The Court of Appeal has considered the effect of the decision not to cross-examine the patent owner's expert witness on his opinion on obviousness.
Generally, a party is required to challenge in cross-examination the evidence of any witness of the opposing party if he wishes to submit to the court that the evidence should not be accepted on that point. This rule gives the witness the opportunity of explaining any contradiction or alleged problem with his evidence.
If a party has decided not to cross-examine on a particular important point, he will have difficulty submitting that the evidence should be rejected. However, the rule is not an inflexible one. Failure to put a relevant matter to a witness may be most appropriately remedied by the court permitting the recall of that witness to have the matter put to him (Phipson on Evidence, 19th Edition, 2016).
B sued E for infringement of two patents for artificial heart valves.
The High Court held that one patent was valid and infringed, but that the other patent was invalid for obviousness.
B and E both called two expert witnesses: an interventional cardiologist, a clinician who might implant a replacement heart valve; and a bio-medical engineer, who might design one. There were three rounds of exchange of expert reports before the trial, although B's rejoinder report was made only by their bio-medical engineering expert.
E did not cross-examine B's cardiologist expert on the prior art. Both parties appealed.
The court dismissed the appeals. It held that although the rule on cross-examination set out in Phipson was important, it was not inflexible.
Where it was proposed to save time by not cross-examining two witnesses in relation to the same or similar subject matter, it was good practice for the matter to be raised with the court beforehand, so that it could give directions in the light of the parties' submissions. Directions should ensure fairness to the parties without incurring unnecessary costs by extending the length of the trial. However, the fact that such a direction was not sought or given did not automatically require the court to accept an unchallenged reason given by one expert.

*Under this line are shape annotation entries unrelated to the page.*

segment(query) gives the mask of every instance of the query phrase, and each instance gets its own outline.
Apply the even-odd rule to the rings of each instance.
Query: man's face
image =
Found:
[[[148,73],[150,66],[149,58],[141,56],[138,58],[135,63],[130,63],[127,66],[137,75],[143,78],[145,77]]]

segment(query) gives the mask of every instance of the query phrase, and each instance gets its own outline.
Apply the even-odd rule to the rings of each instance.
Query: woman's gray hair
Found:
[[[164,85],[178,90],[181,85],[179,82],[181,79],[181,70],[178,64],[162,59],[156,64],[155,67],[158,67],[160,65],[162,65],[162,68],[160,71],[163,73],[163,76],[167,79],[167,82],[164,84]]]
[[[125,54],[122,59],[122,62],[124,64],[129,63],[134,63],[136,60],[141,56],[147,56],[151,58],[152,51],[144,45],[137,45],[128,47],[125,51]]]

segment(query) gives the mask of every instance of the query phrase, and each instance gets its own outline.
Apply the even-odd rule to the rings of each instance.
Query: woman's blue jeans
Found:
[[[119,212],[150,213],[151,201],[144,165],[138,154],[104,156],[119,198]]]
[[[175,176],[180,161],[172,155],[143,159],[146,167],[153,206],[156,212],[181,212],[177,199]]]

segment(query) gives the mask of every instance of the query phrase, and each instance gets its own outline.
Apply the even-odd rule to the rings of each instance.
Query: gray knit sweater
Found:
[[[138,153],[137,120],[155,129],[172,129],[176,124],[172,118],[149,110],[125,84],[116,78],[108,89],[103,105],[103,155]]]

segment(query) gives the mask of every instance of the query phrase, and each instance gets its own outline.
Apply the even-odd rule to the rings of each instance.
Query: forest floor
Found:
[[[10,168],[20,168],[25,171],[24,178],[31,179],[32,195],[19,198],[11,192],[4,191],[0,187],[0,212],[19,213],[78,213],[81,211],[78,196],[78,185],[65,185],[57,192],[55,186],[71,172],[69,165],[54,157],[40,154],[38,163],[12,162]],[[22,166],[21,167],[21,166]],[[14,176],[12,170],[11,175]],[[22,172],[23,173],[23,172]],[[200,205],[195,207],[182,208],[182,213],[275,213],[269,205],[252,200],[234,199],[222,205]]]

The rule requiring important positive evidence to be challenged was, generally, a rule not simply for the benefit of the witness whose honesty or professional reliability was challenged, but was also designed to ensure the overall fairness of the proceedings for the parties. The rule applied with particular force where a witness gave direct evidence of a fact of which he had knowledge and which it was proposed to invite the court to disbelieve. Fairness to the witness and to the parties demanded that the witness should be challenged on his factual evidence so as to give him the opportunity of affirming or commenting on the challenge, or on a positive matter which it was proposed to set against his evidence.
Not every situation however called for a rigid application of the rule. At least part of the unfairness which the rule was intended to address was the lack of any opportunity for a witness to respond to a challenge to his evidence. Here B put in three rounds of expert evidence, so each expert had more than ample opportunity to comment on the views of the other. The potential for unfairness to the witness in these circumstances was much reduced.
In particular, B's expert evidence could not be regarded as unchallenged, because, by the time he went into the witness box, B's expert had seen and had the ability to comment on the contrary technical opinion of E's expert and had seen the same challenges put to B's other expert. This was a wholly different situation to one where a witness had no notice of the nature of the challenge to his evidence and no fair opportunity to comment on it.
Although B's experts had different expertise, they were both giving evidence on how a collaborative skilled team would have undertaken a hypothetical design project, and were qualified to do so. Consistently with that, B's expert had expressed himself in his first report in terms which showed he considered he was able to speak on behalf of the whole team. So, there was a genuine overlap between the evidence of the two experts and both were making exactly the same technical points. The court was justified in thinking that B would not be able to identify any point which was exclusively for the clinician as each expert had claimed the ability to make the same points. Even if the overlap had been raised by E, the court should not have required both experts to be cross-examined on these points as this would have increased the length of the trial unnecessarily.
This decision shows how general rules of procedure and evidence may not always apply in the specialised circumstances of patent litigation. Here, as in most patent cases, there had been several exchanges of expert evidence. . Those advising the parties may have good reason for deciding to limit cross-examination of their opponent's expert witnesses. In these cases, it is advisable to raise this decision in advance so that both parties can raise concerns and the court can give directions in light of the submissions. Failure to seek directions re not cross-examining two witnesses on the same subject-matter did not mean the unchallenged evidence of one expert witness must be accepted. Here, acceptance of the evidence of an expert witness who was not individually challenged in cross-examination did not render judgment unsafe.
Case: Edwards Lifesciences LLC & Ors v Boston Scientific Scimed Inc  EWCA Civ 673.